February 26 AIA Lecture: The Handmade’s Tale: Reading Cult and Society in Archaic Corinth
The Omaha-Lincoln Society of the Archaeological Institute of America (AIA), in partnership with
Creighton University's Department of Fine and Performing Arts and Joslyn Art Museum, continues its exceptional programming with another free public lecture.
"The Handmade’s Tale: Reading Cult and Society in Archaic Corinth from Terracotta Figurines” presented by Susan Langdon, Ph.D. (right), Professor, Ancient Greek Art and Archaeology, and Department Chair, Art History and Archaeology, University of Missouri.

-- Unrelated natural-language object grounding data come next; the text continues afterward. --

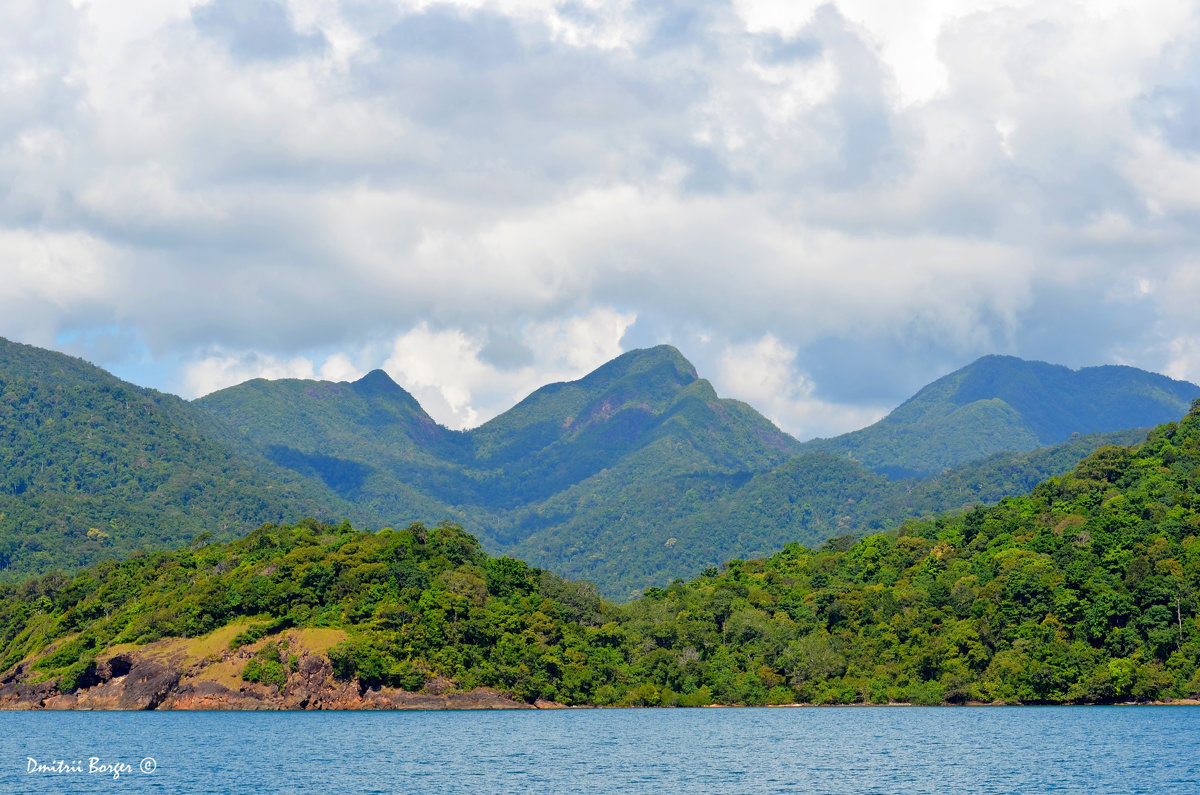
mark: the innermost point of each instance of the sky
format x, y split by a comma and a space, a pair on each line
823, 205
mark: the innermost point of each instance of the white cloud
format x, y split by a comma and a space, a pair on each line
449, 374
504, 186
763, 374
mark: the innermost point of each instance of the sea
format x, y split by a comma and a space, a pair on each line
795, 749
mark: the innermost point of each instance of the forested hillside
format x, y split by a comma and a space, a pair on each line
1084, 591
1000, 404
93, 467
629, 477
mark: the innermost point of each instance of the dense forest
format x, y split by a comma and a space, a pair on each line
633, 476
1083, 591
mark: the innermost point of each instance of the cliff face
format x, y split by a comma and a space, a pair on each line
160, 677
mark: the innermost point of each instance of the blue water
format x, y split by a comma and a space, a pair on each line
851, 749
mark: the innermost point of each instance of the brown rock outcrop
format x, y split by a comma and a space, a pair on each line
147, 682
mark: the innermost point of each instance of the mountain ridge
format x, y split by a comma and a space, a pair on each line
634, 474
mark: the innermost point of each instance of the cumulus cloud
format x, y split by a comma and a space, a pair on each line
486, 195
465, 380
763, 374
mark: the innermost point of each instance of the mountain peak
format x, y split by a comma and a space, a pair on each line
661, 363
377, 382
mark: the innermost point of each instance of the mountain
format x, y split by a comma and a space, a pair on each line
623, 437
1084, 591
633, 476
1007, 404
94, 467
636, 473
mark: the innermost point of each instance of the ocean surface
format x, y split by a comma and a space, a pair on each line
804, 749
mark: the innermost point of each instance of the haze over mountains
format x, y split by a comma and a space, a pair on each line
629, 477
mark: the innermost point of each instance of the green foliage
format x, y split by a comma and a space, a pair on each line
630, 477
268, 667
1085, 590
93, 467
1000, 404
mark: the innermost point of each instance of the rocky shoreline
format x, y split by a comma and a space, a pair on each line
153, 680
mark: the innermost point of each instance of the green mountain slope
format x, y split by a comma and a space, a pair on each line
1087, 590
631, 476
93, 467
634, 474
1006, 404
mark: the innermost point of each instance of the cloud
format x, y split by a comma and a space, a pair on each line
885, 192
456, 376
763, 374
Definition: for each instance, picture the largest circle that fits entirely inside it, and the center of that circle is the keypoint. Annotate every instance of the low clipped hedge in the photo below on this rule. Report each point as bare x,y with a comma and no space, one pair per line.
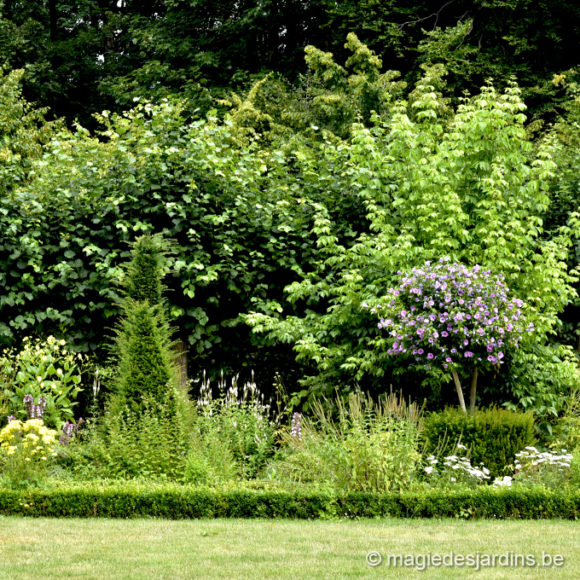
183,502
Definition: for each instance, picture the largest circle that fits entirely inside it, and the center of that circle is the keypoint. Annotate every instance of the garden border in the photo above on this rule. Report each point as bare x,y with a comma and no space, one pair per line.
187,502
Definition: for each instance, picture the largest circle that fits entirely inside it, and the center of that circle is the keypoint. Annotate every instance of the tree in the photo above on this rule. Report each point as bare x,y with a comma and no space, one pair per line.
455,318
146,363
434,180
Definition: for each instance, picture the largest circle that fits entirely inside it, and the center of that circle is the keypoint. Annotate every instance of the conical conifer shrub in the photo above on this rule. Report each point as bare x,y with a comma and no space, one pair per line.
145,419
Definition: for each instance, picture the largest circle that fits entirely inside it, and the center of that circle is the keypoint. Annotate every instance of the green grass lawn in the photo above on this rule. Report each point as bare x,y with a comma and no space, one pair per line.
151,549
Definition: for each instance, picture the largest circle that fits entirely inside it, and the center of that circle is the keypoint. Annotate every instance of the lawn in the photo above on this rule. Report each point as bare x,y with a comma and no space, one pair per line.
150,549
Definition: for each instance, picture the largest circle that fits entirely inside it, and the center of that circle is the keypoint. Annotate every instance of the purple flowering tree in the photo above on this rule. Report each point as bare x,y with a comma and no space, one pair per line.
453,317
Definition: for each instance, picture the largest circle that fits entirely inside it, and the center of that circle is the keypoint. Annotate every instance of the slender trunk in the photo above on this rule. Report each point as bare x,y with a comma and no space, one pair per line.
473,390
459,391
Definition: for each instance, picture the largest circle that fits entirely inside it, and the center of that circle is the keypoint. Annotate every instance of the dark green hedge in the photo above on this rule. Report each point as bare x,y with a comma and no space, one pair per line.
493,436
173,502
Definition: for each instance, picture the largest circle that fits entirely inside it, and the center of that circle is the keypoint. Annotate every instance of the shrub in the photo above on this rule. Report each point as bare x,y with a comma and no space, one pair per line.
42,368
367,446
547,468
26,448
182,502
143,429
492,436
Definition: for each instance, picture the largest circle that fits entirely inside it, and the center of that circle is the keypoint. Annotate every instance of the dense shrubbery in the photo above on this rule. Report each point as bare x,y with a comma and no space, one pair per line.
492,436
180,502
293,218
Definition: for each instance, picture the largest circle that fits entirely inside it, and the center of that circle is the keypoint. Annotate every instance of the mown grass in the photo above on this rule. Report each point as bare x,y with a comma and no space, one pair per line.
151,549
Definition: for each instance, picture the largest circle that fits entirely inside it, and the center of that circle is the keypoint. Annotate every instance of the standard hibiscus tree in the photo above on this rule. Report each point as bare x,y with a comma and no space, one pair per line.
454,317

Dr. Langdon focuses on the social use of art and material culture in early Greece through pottery production, votive behavior, social ritual, and the emergence of iconographic traditions. She explores gender and ritual as dynamics in the creation of early figural art and is currently preparing a monograph on the Archaic terracotta votive figurines from the Sanctuary of Demeter and Kore at Corinth. Other interests include animals in Greek art and culture, the Early Iron Age in the Cycladic islands, and the role of children in early Greece.
Founded in 1879, the
Archaeological Institute of America (AIA) was chartered by the United States Congress in 1906, in recognition of its role in the development and passage of the Antiquities Act, which Theodore Roosevelt signed into law that year. Today, the AIA remains committed to preserving the world's archaeological resources and cultural heritage for the benefit of people in the present and in the future. The Lincoln-Omaha Society of the Archaeological Institute of America, chartered in 1995, provides the residents of Nebraska and western Iowa opportunities to attend lectures by prominent international, national, and local archaeologists.